Myrto-Iglezou/Article-wordcloud-classification-clustering

Repository files navigation

Article-wordcloud-classification-clustering

data: a directory of articles, which are classified in five categories (business, entertainment, politics, sport, tech)

Query 1| Create WordCloud

Create a WordCloud of each category, using the text of all the articles in this category.

Query 2| Classification

Use the classifiers:

  • SVM
  • Random Forests
  • Naive Bayes and
  • K-Nearest Neighbor ( create the algorithm your self).

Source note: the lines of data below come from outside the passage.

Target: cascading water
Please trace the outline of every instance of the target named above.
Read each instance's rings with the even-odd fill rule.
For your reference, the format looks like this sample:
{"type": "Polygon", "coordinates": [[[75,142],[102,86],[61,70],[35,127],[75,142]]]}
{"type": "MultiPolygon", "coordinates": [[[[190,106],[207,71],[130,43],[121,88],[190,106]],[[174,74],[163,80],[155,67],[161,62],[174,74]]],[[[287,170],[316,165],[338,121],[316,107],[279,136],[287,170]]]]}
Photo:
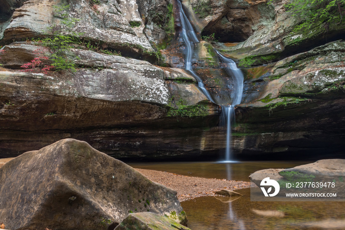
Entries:
{"type": "Polygon", "coordinates": [[[231,105],[222,106],[223,113],[222,114],[222,120],[224,124],[226,124],[226,147],[225,149],[225,162],[231,162],[231,120],[235,119],[234,106],[239,105],[242,100],[243,93],[243,76],[241,70],[237,68],[234,61],[225,57],[218,50],[217,54],[222,61],[223,66],[230,77],[232,77],[235,89],[235,93],[233,97],[233,102],[231,105]]]}
{"type": "MultiPolygon", "coordinates": [[[[181,37],[185,45],[185,69],[188,71],[191,74],[195,77],[198,82],[198,86],[203,93],[206,96],[208,100],[215,103],[212,98],[209,92],[205,88],[204,82],[201,78],[198,76],[193,70],[192,67],[192,58],[193,57],[193,49],[194,44],[199,42],[198,39],[194,29],[186,16],[186,14],[182,7],[182,3],[177,0],[179,6],[180,19],[182,31],[181,37]]],[[[228,75],[232,77],[234,82],[234,86],[235,89],[235,93],[231,105],[222,106],[223,113],[222,116],[224,117],[226,122],[227,134],[226,134],[226,148],[225,151],[225,162],[231,162],[231,148],[230,142],[231,137],[231,120],[235,116],[235,109],[234,106],[241,104],[242,100],[242,93],[243,92],[243,77],[241,70],[237,68],[236,64],[232,60],[227,58],[224,55],[216,50],[217,54],[222,63],[222,65],[228,75]]]]}
{"type": "Polygon", "coordinates": [[[184,11],[182,8],[182,3],[179,0],[176,1],[179,4],[180,9],[180,19],[181,20],[181,26],[182,31],[181,35],[183,39],[183,42],[186,46],[185,50],[185,69],[191,73],[198,81],[199,87],[203,91],[203,93],[206,96],[208,100],[214,103],[214,101],[211,97],[209,92],[206,89],[204,84],[203,80],[197,75],[192,67],[192,58],[193,57],[193,51],[194,47],[194,44],[199,42],[195,34],[194,29],[192,26],[192,24],[189,22],[188,18],[184,13],[184,11]]]}

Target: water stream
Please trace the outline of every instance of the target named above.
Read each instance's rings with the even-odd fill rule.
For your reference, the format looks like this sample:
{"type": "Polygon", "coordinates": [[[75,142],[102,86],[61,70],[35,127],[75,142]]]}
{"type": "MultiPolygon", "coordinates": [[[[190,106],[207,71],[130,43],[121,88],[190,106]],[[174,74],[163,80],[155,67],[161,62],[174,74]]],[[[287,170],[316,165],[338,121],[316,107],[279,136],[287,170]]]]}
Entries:
{"type": "MultiPolygon", "coordinates": [[[[207,99],[212,102],[215,103],[209,92],[205,88],[201,77],[198,76],[193,70],[192,58],[193,57],[194,45],[199,42],[199,41],[198,39],[194,29],[183,11],[182,3],[179,0],[176,1],[179,4],[180,18],[181,20],[182,31],[180,35],[186,47],[184,54],[185,69],[188,71],[197,79],[199,88],[207,99]]],[[[234,120],[235,118],[234,106],[241,104],[242,100],[243,76],[242,71],[237,68],[236,64],[234,61],[224,56],[217,50],[216,50],[216,52],[221,61],[222,66],[225,70],[228,75],[232,78],[234,88],[235,89],[235,93],[233,93],[233,96],[231,104],[221,106],[222,108],[221,118],[222,124],[224,126],[226,125],[227,129],[225,156],[224,160],[223,162],[232,162],[231,154],[231,121],[232,120],[234,120]]]]}
{"type": "Polygon", "coordinates": [[[214,101],[212,98],[209,92],[206,89],[206,88],[205,88],[205,86],[204,84],[201,77],[198,76],[193,70],[193,67],[192,67],[192,58],[193,57],[194,44],[198,43],[199,41],[198,39],[194,29],[183,11],[182,7],[182,3],[179,0],[176,1],[178,2],[179,6],[180,19],[181,20],[181,26],[182,28],[181,36],[183,40],[183,42],[186,46],[184,54],[184,68],[186,70],[188,71],[198,81],[199,87],[201,89],[201,91],[205,96],[206,96],[206,97],[214,103],[214,101]]]}
{"type": "Polygon", "coordinates": [[[225,159],[224,162],[230,162],[233,161],[231,157],[231,123],[232,120],[235,120],[235,107],[239,105],[242,100],[243,94],[243,82],[244,77],[243,74],[240,69],[236,66],[236,63],[230,58],[224,56],[221,53],[216,50],[216,52],[222,62],[222,66],[226,71],[227,74],[233,78],[235,92],[233,93],[233,101],[231,105],[222,106],[224,122],[226,124],[226,146],[225,148],[225,159]]]}

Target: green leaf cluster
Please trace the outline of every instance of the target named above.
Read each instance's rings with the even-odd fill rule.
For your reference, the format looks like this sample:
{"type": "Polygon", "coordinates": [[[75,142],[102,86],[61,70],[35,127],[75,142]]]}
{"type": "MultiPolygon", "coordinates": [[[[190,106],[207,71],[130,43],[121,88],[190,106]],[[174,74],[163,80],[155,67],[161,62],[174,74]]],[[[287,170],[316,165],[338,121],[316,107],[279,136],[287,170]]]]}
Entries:
{"type": "MultiPolygon", "coordinates": [[[[170,106],[172,106],[171,102],[170,106]]],[[[168,116],[182,117],[205,116],[208,114],[208,110],[204,105],[187,106],[187,101],[180,99],[176,103],[176,108],[171,107],[169,110],[168,116]]]]}
{"type": "Polygon", "coordinates": [[[71,44],[75,42],[75,38],[82,35],[73,30],[76,27],[79,20],[69,16],[68,12],[69,5],[53,7],[54,16],[59,18],[59,22],[54,23],[50,28],[53,37],[46,38],[42,41],[52,51],[50,57],[53,62],[51,65],[57,71],[69,70],[75,72],[75,64],[68,55],[73,47],[71,44]]]}
{"type": "Polygon", "coordinates": [[[199,18],[205,18],[212,12],[212,6],[210,0],[201,0],[197,1],[193,10],[198,14],[199,18]]]}
{"type": "MultiPolygon", "coordinates": [[[[270,0],[272,3],[276,0],[270,0]]],[[[295,31],[309,29],[326,23],[326,25],[341,23],[344,14],[345,0],[292,0],[285,5],[288,11],[302,22],[295,31]]]]}

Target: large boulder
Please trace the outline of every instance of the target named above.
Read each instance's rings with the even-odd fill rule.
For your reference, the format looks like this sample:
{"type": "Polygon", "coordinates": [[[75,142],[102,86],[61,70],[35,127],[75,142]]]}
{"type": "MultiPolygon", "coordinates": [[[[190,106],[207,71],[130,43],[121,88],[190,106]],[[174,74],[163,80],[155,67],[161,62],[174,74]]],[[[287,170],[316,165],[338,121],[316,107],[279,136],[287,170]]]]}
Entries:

Evaluate your classifier using:

  • Precision/ Recall/ F-Measure
  • Accuracy
  • ROC plot

Query 3| Beat the Benchmark

Finally you should experiment with any Classification method you want, doing any pre-processing of the data you wish, in order to exceed as much as you can your performance in the previous query.

Query 4| Clustering

In this query you need to implement clustering in the various text files. The number of clusters for each query will be 5. The clustering will be done using the K-Means clustering algorithm. The distance function to be used is Cosine Similarity. K-Means will be applied to the data training set. Clustering should be implemented without using the Category variable. The clustering should be done in the following different representations of the texts:

  • In the corresponding document-words table that will result from the BoW representation of the texts (both in simple counts, and separately in the tf-idf transformation of the counts)
  • In the corresponding document-embeddings table that will appear using pre-trained embeddings (one of word2vec, glove, fast-text).

Also, visualize the distribution of texts in the space and make visible the group (cluster) they belong to, as well as their actual class. To be able to view points in 2 dimensions, use a compression method from Principal Component Analysis (PCA), Singular Value Decomposition (SVD) or Independent Component Analysis (ICA) (if you use all 3 you get a bonus). You will apply the compression method to both of the previously mentioned representations.